Here are my quick and dirty reasons why Christians can confidently exclude 1 Enoch as part of our Bible, and happily use the same 66 books the church has used for about 2,000 years (considered the Protestant Canon of today):

  1. Jesus references a fixed collection of books (we now call the Old Testament) as God’s Scripture, which excluded 1 Enoch. This is seen in Luke 24:44 where Jesus speaks of “the Law of Moses and the Prophets and the Psalms.” To this day, those are the 3 sections of the Old Testament Bible, commonly called the Tanakh (which itself is an acronym for these 3 sections: Ta/Torah [Law of Moses] + Na/Nevi’im [the Prophets] + Kh/Ketuvim [Writings]). Each section was a fixed unit and we know exactly which books comprised it in the time of Jesus (and 1 Enoch wasn’t there).
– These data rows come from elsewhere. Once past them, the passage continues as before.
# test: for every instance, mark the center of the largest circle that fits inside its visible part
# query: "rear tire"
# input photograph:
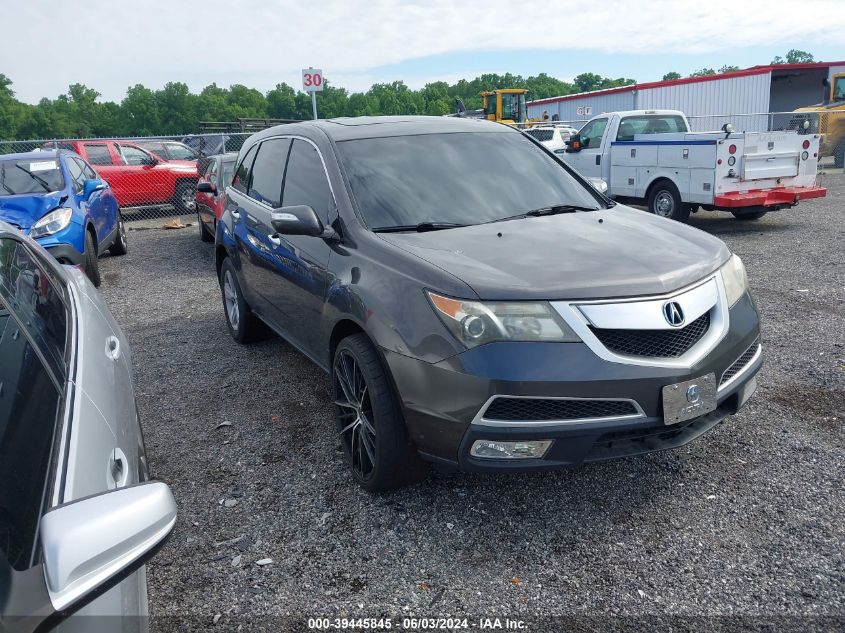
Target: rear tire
(369, 419)
(92, 263)
(755, 215)
(120, 245)
(243, 325)
(205, 234)
(665, 200)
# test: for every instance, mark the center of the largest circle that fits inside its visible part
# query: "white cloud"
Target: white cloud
(111, 45)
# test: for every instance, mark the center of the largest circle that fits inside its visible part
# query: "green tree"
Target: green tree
(139, 112)
(177, 109)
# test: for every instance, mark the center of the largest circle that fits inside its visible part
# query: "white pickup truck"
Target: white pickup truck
(650, 157)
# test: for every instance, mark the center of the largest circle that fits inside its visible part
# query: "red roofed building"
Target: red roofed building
(752, 92)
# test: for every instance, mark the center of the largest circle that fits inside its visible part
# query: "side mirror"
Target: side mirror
(92, 544)
(297, 220)
(88, 547)
(598, 184)
(92, 185)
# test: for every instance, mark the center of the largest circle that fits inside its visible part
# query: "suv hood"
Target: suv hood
(618, 252)
(24, 210)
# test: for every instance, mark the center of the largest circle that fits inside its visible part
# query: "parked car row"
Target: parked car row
(476, 303)
(58, 199)
(137, 176)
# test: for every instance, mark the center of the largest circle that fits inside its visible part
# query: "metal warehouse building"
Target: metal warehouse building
(744, 98)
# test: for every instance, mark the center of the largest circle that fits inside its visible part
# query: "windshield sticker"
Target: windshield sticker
(44, 165)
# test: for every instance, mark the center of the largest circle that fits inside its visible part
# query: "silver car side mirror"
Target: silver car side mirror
(90, 542)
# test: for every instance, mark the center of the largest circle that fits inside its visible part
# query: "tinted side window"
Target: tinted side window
(76, 175)
(98, 154)
(305, 181)
(89, 173)
(29, 405)
(243, 174)
(267, 172)
(592, 132)
(30, 289)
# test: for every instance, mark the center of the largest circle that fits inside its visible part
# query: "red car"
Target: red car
(137, 177)
(215, 173)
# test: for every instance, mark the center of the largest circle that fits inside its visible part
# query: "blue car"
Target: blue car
(56, 198)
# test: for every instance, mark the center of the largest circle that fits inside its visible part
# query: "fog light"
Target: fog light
(492, 449)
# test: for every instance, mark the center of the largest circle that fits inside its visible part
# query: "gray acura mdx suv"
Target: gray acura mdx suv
(475, 301)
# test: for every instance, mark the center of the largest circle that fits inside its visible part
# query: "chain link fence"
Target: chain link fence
(155, 176)
(152, 177)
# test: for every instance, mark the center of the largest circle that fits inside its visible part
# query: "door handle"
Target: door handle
(117, 474)
(112, 347)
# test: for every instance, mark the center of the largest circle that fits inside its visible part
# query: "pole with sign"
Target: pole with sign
(312, 81)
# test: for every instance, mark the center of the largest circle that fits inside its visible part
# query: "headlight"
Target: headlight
(52, 222)
(475, 323)
(733, 275)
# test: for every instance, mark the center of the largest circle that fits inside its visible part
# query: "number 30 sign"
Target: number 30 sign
(312, 80)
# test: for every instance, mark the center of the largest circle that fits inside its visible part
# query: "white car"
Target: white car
(552, 136)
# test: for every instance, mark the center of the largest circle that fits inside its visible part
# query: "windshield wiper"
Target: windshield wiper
(37, 179)
(543, 211)
(422, 227)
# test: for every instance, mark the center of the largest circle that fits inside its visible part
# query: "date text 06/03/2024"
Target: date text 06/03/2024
(417, 624)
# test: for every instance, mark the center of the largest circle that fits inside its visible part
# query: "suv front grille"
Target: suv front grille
(654, 343)
(528, 409)
(740, 363)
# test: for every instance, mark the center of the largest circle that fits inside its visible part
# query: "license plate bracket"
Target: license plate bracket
(689, 399)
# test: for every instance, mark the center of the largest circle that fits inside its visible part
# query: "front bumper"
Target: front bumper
(65, 254)
(441, 401)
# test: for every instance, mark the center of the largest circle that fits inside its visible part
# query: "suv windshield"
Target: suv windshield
(30, 176)
(460, 178)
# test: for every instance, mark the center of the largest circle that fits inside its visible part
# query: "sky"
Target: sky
(110, 45)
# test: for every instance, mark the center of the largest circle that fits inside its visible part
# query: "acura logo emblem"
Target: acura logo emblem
(673, 314)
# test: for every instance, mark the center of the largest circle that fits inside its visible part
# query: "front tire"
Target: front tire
(665, 200)
(839, 154)
(120, 245)
(184, 197)
(243, 325)
(369, 420)
(92, 263)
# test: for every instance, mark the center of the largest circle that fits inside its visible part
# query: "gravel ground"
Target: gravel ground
(746, 521)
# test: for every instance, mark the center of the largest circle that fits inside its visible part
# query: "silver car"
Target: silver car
(78, 516)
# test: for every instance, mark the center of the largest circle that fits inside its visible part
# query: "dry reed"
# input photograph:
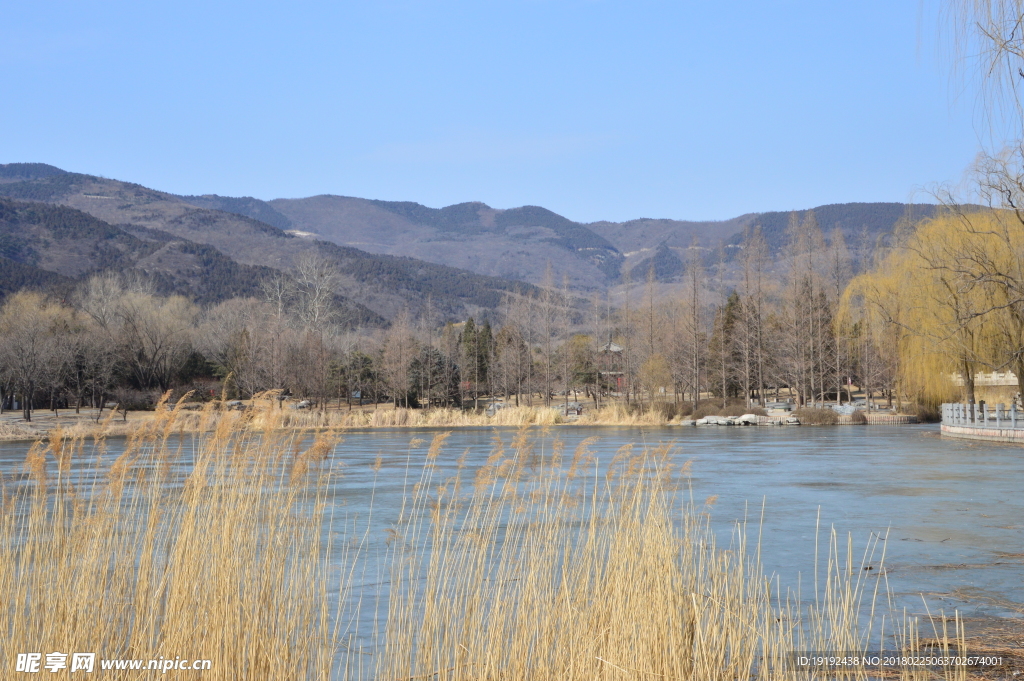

Similarly, in Luke 11:51 (and Matt. 23:35), Jesus references “bookends” of martyrs. Namely, He speaks of Abel as the first martyr and Zechariah as the last matyr. Why did He choose these 2 martyrs as starting and ending points? The death of Abel is recorded in Genesis 4, whereas the Zechariah Jesus refers to is found in 2 Chron. 24. Though there were other martyrs that died after Zechariah in 2 Chron. 24, he is the very last martyr listed in 2 Chronicles. This is significant because the fixed Jewish Bible of Jesus’ time began with Genesis and ended with 2 Chronicles (as it does today). Thus, this seemingly small reference to martyrs found in Luke 11 and Matthew 23 speak loudly that Jesus (and his audience) respected a fixed set (and order) of Old Testament books that decidedly has always excluded 1 Enoch.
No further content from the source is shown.